Operação resultou na prisão preventiva de Henrique Moura Vorcaro, pai de Daniel Vorcaro, além de outros investigados apontados pela PF

O ministro do Supremo Tribunal Federal (STF) André Mendonça autorizou uma nova fase da Operação Compliance Zero, que resultou na prisão preventiva de Henrique Moura Vorcaro, pai de Daniel Bueno Vorcaro, na manhã desta quinta-feira (14). Na decisão, Mendonça detalha a atuação de grupos investigados pela Polícia Federal e afirma que os autos revelam “quadro indiciário robusto” da existência de uma organização criminosa.
Na decisão, o ministro afirma que a investigação identificou dois núcleos operacionais denominados “A Turma” e “Os Meninos”. Segundo o documento, o primeiro seria voltado à prática de “ameaças, intimidações presenciais, coerções, levantamentos clandestinos, obtenção de dados sigilosos e acessos indevidos a sistemas governamentais”. Já o segundo teria perfil “eminentemente tecnológico” e seria responsável por “ataques cibernéticos, invasões telemáticas, derrubada de perfis e monitoramento telefônico e telemático ilegal”.

De acordo com a decisão, a Polícia Federal pediu a prisão preventiva de sete investigados, entre eles Henrique Moura Vorcaro, David Henrique Alves, Victor Lima Sedlmaier, Rodrigo Pimenta Franco Avelar Campos, Manoel Mendes Rodrigues, Anderson Wander da Silva Lima e Sebastião Monteiro Júnior.

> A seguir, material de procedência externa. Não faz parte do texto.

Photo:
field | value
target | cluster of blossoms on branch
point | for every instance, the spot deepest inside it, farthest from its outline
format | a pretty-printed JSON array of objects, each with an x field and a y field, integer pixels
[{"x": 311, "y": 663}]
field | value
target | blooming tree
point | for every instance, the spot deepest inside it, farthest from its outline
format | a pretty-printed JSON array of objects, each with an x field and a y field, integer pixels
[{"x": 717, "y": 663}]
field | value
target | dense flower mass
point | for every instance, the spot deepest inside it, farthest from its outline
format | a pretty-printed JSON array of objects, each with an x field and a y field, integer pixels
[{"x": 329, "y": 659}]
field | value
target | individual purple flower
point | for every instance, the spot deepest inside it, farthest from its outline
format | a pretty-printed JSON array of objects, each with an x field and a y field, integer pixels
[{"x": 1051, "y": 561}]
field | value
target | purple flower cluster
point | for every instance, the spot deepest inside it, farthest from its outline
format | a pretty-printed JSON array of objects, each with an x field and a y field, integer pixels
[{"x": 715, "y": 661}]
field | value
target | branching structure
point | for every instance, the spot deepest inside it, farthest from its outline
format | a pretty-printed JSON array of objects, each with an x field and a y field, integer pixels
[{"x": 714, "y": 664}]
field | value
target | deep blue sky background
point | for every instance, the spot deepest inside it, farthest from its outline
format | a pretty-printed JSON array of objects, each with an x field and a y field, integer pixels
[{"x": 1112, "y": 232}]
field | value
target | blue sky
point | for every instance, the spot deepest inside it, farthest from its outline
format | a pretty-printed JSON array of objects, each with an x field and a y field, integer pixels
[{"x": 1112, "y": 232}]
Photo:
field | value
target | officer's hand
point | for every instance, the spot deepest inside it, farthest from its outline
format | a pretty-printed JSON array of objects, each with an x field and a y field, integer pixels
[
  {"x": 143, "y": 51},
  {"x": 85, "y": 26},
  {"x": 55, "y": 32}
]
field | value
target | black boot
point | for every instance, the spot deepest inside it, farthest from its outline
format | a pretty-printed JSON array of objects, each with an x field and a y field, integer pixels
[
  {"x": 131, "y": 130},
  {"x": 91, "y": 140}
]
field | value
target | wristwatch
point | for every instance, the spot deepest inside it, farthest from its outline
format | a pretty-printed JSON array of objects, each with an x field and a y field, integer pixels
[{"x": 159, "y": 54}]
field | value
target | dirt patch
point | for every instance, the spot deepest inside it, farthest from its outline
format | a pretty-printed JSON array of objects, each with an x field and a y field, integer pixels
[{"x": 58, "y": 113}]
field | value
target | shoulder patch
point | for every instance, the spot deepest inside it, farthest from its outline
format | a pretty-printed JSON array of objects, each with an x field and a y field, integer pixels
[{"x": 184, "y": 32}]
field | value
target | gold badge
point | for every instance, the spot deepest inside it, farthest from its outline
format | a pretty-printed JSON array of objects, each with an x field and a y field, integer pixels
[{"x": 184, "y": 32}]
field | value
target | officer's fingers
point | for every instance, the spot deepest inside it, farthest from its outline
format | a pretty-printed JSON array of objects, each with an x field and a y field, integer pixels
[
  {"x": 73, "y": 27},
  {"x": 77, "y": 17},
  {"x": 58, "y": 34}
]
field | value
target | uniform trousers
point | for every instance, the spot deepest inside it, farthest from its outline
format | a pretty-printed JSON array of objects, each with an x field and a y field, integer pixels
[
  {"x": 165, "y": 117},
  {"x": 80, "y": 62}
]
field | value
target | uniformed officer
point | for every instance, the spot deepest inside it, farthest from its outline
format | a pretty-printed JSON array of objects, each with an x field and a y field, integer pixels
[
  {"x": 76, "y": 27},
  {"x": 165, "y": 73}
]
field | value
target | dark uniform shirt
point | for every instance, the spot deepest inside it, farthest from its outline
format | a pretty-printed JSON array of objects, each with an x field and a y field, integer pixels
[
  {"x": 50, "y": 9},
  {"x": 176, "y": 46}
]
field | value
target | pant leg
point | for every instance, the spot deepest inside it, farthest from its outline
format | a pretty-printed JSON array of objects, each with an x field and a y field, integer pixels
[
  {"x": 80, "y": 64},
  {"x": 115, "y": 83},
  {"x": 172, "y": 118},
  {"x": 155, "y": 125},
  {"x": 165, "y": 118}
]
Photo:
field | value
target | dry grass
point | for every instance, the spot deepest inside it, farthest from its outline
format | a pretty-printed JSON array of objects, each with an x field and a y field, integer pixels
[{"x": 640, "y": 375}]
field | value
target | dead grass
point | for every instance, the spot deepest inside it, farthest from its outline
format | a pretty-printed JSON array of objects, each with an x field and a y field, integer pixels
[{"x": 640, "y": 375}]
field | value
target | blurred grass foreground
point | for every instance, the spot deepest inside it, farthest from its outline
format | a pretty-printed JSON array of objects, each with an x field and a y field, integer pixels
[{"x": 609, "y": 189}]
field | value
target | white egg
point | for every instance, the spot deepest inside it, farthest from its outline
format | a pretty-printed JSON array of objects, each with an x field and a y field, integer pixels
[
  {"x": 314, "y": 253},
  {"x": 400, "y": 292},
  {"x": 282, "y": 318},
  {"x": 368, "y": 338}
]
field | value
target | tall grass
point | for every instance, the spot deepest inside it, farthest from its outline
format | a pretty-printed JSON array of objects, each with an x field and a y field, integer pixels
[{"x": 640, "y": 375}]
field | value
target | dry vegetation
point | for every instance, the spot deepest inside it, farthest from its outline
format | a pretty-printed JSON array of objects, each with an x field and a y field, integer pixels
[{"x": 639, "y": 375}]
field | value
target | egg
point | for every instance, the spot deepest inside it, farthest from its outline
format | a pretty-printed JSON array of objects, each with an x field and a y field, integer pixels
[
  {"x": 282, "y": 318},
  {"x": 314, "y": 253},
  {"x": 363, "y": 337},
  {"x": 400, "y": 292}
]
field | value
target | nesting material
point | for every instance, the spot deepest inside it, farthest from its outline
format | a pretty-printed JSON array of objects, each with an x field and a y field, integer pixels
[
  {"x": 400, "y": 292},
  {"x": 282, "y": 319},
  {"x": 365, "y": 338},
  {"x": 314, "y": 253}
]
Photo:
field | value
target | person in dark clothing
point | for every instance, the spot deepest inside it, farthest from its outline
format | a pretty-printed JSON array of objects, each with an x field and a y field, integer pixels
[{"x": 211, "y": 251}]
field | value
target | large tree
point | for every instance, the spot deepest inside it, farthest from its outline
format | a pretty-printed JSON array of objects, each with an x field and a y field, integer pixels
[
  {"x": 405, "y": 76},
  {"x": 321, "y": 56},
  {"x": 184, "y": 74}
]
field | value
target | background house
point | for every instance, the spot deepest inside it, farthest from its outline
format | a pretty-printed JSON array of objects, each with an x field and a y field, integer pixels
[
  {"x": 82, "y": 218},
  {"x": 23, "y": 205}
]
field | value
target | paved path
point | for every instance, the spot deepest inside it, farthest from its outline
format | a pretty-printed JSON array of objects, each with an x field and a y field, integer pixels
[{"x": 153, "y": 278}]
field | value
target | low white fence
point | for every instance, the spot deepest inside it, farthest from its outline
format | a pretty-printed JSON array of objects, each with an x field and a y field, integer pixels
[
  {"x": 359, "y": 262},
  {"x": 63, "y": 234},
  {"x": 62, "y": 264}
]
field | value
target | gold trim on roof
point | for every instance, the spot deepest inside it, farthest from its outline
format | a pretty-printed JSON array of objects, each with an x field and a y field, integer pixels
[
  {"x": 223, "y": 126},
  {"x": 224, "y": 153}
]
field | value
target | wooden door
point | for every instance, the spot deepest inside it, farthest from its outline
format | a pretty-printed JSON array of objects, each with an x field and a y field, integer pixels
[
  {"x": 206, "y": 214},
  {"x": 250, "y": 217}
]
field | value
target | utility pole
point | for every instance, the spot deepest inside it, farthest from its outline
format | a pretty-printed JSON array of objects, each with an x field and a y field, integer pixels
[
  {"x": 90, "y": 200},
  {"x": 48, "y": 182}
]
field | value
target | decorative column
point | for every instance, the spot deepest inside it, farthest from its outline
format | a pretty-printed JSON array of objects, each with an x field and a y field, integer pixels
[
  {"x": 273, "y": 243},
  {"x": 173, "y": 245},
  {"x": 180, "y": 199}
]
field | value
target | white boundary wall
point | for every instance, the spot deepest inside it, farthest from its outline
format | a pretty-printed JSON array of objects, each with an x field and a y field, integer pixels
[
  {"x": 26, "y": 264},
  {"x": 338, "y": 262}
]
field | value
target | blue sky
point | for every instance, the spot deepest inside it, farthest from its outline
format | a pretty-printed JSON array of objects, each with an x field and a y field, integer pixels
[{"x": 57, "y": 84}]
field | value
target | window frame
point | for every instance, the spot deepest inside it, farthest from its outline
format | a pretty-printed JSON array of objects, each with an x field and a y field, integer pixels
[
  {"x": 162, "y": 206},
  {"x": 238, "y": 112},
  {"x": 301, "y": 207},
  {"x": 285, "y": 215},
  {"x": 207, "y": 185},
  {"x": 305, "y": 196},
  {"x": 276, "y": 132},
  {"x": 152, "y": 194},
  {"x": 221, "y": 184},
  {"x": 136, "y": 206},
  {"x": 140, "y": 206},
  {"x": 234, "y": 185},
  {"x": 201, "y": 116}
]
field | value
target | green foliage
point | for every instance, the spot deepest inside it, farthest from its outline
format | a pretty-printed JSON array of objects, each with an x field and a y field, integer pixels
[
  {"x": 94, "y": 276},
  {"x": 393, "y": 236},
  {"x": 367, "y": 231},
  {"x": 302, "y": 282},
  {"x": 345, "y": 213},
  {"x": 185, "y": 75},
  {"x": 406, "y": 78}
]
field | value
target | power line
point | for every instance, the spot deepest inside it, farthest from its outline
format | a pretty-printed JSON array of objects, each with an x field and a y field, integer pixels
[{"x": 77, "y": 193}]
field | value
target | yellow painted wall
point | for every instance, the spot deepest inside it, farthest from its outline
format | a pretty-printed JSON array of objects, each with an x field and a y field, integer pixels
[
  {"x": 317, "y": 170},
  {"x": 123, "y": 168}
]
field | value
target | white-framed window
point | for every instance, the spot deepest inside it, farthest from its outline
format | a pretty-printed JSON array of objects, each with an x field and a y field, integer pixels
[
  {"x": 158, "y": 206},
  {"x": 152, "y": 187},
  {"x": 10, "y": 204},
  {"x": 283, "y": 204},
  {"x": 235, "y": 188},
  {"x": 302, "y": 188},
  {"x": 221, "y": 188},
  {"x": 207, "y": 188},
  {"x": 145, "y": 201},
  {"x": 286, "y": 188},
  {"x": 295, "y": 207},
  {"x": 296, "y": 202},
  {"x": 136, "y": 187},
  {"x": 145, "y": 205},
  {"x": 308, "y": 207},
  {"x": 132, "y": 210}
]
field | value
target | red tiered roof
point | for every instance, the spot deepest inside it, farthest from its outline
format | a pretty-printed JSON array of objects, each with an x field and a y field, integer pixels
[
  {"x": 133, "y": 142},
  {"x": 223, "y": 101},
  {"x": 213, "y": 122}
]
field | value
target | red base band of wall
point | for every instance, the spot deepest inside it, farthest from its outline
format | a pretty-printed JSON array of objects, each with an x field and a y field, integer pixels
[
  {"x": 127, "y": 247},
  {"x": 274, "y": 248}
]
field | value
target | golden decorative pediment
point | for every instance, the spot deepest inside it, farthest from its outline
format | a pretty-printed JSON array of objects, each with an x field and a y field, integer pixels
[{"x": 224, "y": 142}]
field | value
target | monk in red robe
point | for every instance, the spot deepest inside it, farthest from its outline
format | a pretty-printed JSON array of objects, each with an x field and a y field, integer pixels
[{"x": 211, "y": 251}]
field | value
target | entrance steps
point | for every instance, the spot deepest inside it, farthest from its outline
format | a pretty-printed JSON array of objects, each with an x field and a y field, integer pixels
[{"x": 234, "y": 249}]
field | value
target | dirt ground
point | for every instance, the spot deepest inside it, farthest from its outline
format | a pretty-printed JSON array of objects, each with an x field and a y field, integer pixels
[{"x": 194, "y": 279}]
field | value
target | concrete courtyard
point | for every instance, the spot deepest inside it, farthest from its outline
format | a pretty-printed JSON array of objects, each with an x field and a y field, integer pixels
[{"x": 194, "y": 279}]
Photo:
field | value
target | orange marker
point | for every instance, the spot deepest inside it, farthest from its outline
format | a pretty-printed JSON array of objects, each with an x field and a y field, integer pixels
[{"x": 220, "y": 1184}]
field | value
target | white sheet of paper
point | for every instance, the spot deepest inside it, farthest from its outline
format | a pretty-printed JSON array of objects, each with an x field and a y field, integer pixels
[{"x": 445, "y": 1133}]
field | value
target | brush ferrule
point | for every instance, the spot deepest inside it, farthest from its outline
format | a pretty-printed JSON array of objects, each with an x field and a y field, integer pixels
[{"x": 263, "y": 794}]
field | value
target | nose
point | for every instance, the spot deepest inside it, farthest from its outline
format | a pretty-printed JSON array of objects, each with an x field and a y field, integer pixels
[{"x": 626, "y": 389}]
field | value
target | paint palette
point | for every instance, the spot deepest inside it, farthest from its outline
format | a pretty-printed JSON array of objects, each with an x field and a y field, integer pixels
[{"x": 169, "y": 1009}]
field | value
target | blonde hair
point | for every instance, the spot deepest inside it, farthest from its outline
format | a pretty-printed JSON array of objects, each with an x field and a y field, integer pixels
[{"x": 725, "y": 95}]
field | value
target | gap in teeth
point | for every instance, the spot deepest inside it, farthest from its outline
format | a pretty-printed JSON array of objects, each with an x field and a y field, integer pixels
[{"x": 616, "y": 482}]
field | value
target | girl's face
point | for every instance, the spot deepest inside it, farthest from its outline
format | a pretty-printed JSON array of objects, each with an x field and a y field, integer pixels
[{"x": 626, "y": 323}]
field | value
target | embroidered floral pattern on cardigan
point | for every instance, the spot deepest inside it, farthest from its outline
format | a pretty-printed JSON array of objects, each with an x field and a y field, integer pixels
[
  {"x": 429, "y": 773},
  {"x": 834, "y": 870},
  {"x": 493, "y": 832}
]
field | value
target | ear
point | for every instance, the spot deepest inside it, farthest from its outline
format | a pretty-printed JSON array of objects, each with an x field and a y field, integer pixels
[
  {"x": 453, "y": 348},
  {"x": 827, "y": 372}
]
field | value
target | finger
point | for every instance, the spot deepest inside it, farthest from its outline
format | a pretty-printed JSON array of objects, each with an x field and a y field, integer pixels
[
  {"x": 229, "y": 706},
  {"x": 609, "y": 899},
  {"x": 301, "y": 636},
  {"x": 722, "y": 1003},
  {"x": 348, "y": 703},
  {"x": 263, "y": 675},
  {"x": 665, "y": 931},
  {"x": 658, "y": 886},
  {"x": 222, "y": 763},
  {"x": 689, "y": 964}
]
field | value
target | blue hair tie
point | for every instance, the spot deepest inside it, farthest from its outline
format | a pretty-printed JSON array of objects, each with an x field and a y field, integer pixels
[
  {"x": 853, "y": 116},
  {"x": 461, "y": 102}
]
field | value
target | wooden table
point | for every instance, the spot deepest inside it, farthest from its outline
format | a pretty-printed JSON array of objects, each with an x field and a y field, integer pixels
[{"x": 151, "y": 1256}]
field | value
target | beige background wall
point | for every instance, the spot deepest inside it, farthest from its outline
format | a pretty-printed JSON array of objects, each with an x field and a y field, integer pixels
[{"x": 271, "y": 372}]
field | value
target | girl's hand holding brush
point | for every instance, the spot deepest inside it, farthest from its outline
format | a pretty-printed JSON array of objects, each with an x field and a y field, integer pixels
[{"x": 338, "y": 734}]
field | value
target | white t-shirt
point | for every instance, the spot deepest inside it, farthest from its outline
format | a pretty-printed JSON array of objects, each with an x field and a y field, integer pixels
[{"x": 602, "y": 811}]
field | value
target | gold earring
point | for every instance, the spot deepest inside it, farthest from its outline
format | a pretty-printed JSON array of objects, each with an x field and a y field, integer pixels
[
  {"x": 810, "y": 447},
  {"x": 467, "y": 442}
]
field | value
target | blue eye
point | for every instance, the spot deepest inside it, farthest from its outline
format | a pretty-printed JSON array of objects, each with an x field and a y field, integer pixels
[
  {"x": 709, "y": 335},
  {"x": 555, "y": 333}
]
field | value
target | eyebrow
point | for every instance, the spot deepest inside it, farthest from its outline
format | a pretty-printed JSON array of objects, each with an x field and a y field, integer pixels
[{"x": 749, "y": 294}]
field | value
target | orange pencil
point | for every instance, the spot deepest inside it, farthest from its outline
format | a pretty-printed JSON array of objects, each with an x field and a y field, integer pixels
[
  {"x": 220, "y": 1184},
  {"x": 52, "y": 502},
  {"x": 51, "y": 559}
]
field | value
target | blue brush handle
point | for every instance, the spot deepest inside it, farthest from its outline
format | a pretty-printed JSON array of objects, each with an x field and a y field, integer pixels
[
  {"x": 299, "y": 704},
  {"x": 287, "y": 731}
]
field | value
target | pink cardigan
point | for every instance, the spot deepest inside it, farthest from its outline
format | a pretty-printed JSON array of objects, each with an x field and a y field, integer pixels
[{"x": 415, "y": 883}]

O ministro também citou que as investigações apontaram “a persistência das atividades ilícitas mesmo após as fases anteriores da Operação Compliance Zero”.
Na decisão, André Mendonça afirma que, “em juízo de cognição sumária”, os autos revelam “quadro indiciário robusto” de que a organização criminosa investigada utilizava dois braços operacionais especializados para atender interesses do núcleo central.
Sobre o núcleo “A Turma”, a decisão aponta que Henrique Moura Vorcaro, pai de Daniel Vorcaro, seria “demandante, beneficiário e operador financeiro” do grupo. O ministro descreve que mensagens obtidas pela investigação indicam que Henrique teria continuado “solicitando serviços ilícitos e providenciando recursos para a manutenção do grupo mesmo após as primeiras fases da Operação Compliance Zero”.

O documento ainda reproduz trecho de uma conversa atribuída a Henrique Moura Vorcaro e Marilson Roseno, em que há menção a repasses financeiros. Segundo a decisão, a Polícia Federal concluiu que Henrique exercia “o papel de destinador de recursos para o financiamento da ‘Turma’”.
Ao detalhar o núcleo “Os Meninos”, Mendonça afirma que David Henrique Alves aparece, em tese, “como líder do grupo especializado em ataques cibernéticos, invasões telemáticas, derrubada de perfis e monitoramento digital ilegal”.
A decisão também cita que David Henrique Alves foi abordado pela Polícia Rodoviária Federal na noite de 4 de março de 2026 conduzindo um veículo de Felipe Mourão, transportando “computadores, notebooks, caixas e malas”. Segundo o documento, a situação foi interpretada pela Polícia Federal “como indicativo de fuga e de possível ocultação ou destruição de provas”.

Outro trecho da decisão trata de Manoel Mendes Rodrigues, descrito como “operador do jogo do bicho” e integrante do núcleo “A Turma”, com atuação ligada a ameaças presenciais no Rio de Janeiro.

O ministro também menciona o policial federal Anderson Wander da Silva Lima, apontado pela investigação como responsável por “consultas indevidas em sistemas internos da corporação” e pelo repasse de informações sigilosas a Marilson Roseno.
Na decisão, André Mendonça destaca ainda que o Ministério Público Federal se manifestou favoravelmente às medidas solicitadas pela Polícia Federal, incluindo prisões preventivas, afastamentos e restrições de contato.